India has gone from being the world’s fastest-growing major economy three years ago, expanding at 8%, to posting its weakest performance in more than a decade this fiscal year, estimated at 5%.

While the government has taken a number of steps in recent months to spur growth, they’ve fallen short of spurring demand in the consumption-driven economy. Saturday’s budget just added to the glum sentiment.

Okay Budget

“It’s an okay budget but not firing on all cylinders that the market was hoping for,” said Andrew Holland, chief executive officer at Avendus Capital Alternate Strategies in Mumbai.

The government had limited scope for a large stimulus given a huge shortfall in revenues in the current year. The slippage induced Sitharaman to invoke a never-used provision in fiscal laws, allowing the government to exceed the budget gap by 0.5 percentage points. The result: the deficit for the year ending March was widened to 3.8% of gross domestic product from a planned 3.3%.

On Friday, India’s chief economic adviser Krishnamurthy Subramanian said reviving economic growth was an “urgent priority” and deficit goals could be relaxed to achieve that. The adviser’s Economic Survey estimated growth will rebound to 6%-6.5% in the year starting April.
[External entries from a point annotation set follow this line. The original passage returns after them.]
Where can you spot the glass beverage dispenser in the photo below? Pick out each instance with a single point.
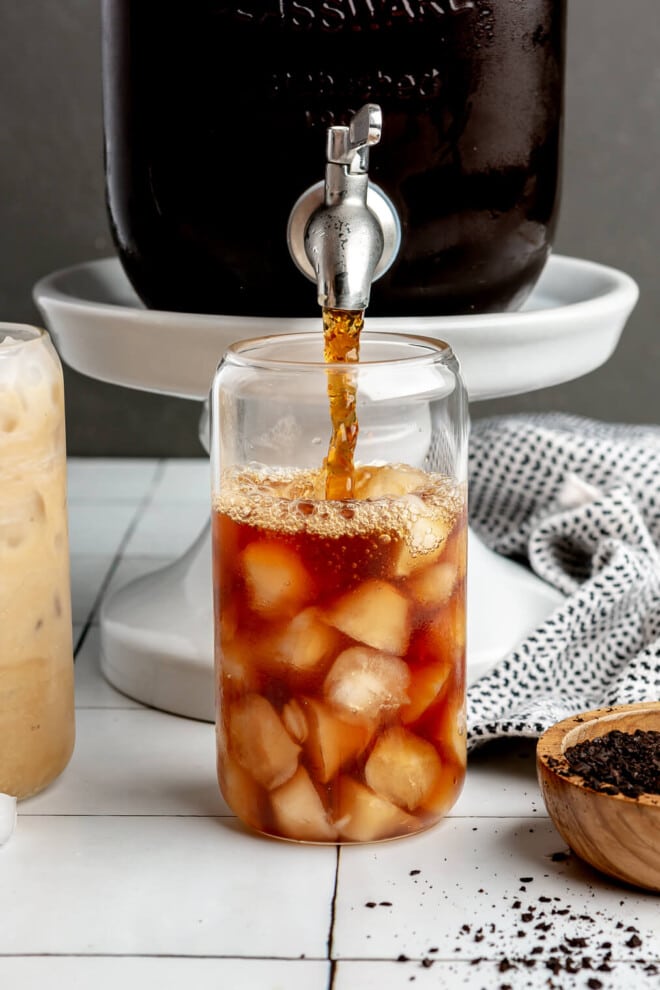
(215, 122)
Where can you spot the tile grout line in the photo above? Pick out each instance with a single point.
(331, 927)
(140, 510)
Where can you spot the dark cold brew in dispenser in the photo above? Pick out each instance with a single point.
(215, 123)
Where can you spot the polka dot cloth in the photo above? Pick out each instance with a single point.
(579, 502)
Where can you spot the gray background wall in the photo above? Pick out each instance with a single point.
(52, 211)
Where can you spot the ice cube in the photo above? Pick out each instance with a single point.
(331, 742)
(238, 670)
(374, 613)
(403, 768)
(426, 684)
(446, 633)
(299, 812)
(450, 731)
(362, 816)
(240, 791)
(425, 540)
(433, 585)
(388, 479)
(258, 740)
(307, 641)
(367, 683)
(294, 720)
(455, 551)
(277, 582)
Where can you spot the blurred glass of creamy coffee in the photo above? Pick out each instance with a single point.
(36, 653)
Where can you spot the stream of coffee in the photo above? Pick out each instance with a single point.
(341, 344)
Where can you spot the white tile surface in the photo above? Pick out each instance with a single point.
(130, 568)
(184, 480)
(164, 886)
(419, 975)
(135, 762)
(88, 573)
(109, 973)
(130, 870)
(472, 871)
(168, 529)
(99, 527)
(501, 781)
(101, 479)
(92, 689)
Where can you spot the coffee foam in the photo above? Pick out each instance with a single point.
(290, 502)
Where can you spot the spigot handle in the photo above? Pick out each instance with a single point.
(350, 145)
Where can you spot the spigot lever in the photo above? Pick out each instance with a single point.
(350, 145)
(344, 233)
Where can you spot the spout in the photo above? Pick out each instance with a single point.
(344, 240)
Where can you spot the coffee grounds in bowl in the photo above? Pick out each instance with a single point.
(618, 762)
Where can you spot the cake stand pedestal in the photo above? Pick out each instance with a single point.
(157, 631)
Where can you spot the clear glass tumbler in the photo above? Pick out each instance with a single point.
(36, 655)
(340, 624)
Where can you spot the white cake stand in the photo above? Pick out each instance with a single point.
(157, 631)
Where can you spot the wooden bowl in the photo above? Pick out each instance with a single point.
(618, 835)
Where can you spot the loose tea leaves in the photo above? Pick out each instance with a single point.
(618, 762)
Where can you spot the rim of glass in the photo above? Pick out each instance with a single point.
(22, 334)
(246, 352)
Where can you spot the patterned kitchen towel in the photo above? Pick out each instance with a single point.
(579, 502)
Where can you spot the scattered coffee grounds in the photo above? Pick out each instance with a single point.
(618, 762)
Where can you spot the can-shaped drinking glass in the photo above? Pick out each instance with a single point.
(36, 655)
(339, 623)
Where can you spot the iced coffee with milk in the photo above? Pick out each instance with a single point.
(36, 656)
(340, 595)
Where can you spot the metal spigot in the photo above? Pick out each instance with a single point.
(349, 235)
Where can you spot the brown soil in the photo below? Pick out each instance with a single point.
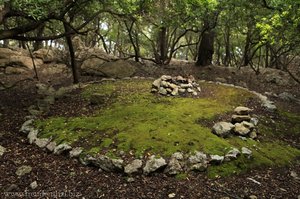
(59, 176)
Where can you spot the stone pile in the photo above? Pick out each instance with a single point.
(173, 86)
(241, 124)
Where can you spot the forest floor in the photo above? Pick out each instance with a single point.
(62, 177)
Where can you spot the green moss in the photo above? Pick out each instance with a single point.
(144, 123)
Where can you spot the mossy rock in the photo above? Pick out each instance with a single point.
(140, 123)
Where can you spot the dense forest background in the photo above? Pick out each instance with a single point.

The fiscal gap will narrow to 3.5% next year, as the government budgeted for gross market borrowing to rise marginally to 7.8 trillion rupees from 7.1 trillion rupees in the current year. A plan to earn 2.1 trillion rupees by selling state-owned assets in the year starting April will also help plug the deficit.

Total spending in the coming fiscal year will increase to 30.4 trillion rupees, representing a 13% increase from the current year’s budget, according to latest data.

Key highlights from the budget:

* Tax on annual income up to 1.25 million rupees pared, with riders

* Dividend distribution tax to be levied on investors, instead of companies

* Farm sector budget raised 28%, transport infrastructure gets 7% more

* Spending on education raised 5%

* Fertilizer subsidy cut 10%

Analysts said the muted spending plan to keep the deficit in check will lead to more downside risks to growth in the coming months.

“It is very doubtful that the increase in expenditure will push demand much,” Chakravarthy Rangarajan, former governor at the Reserve Bank of India told BloombergQuint, adding that achieving next year’s budget deficit goal of 3.5% of GDP was doubtful.

With the government sticking to a conservative fiscal path, the focus will now turn to central bank, which is set to review monetary policy on Feb. 6. Given inflation has surged to a five-year high of 7.35%, the RBI is unlikely to lower interest rates.

What Bloomberg’s Economists Say:

The burden of recovery now falls solely on the Reserve Bank of India. With inflation breaching RBI’s target at present, any rate cuts by the central bank are likely to be delayed and contingent upon inflation falling below the upper end of its 2%-6% target range.

-- Abhishek Gupta, India economist

Governor Shaktikanta Das may instead focus on unconventional policy tools such as the Federal Reserve-style Operation Twist -- buying long-end debt while selling short-tenor bonds -- to keep borrowing costs down.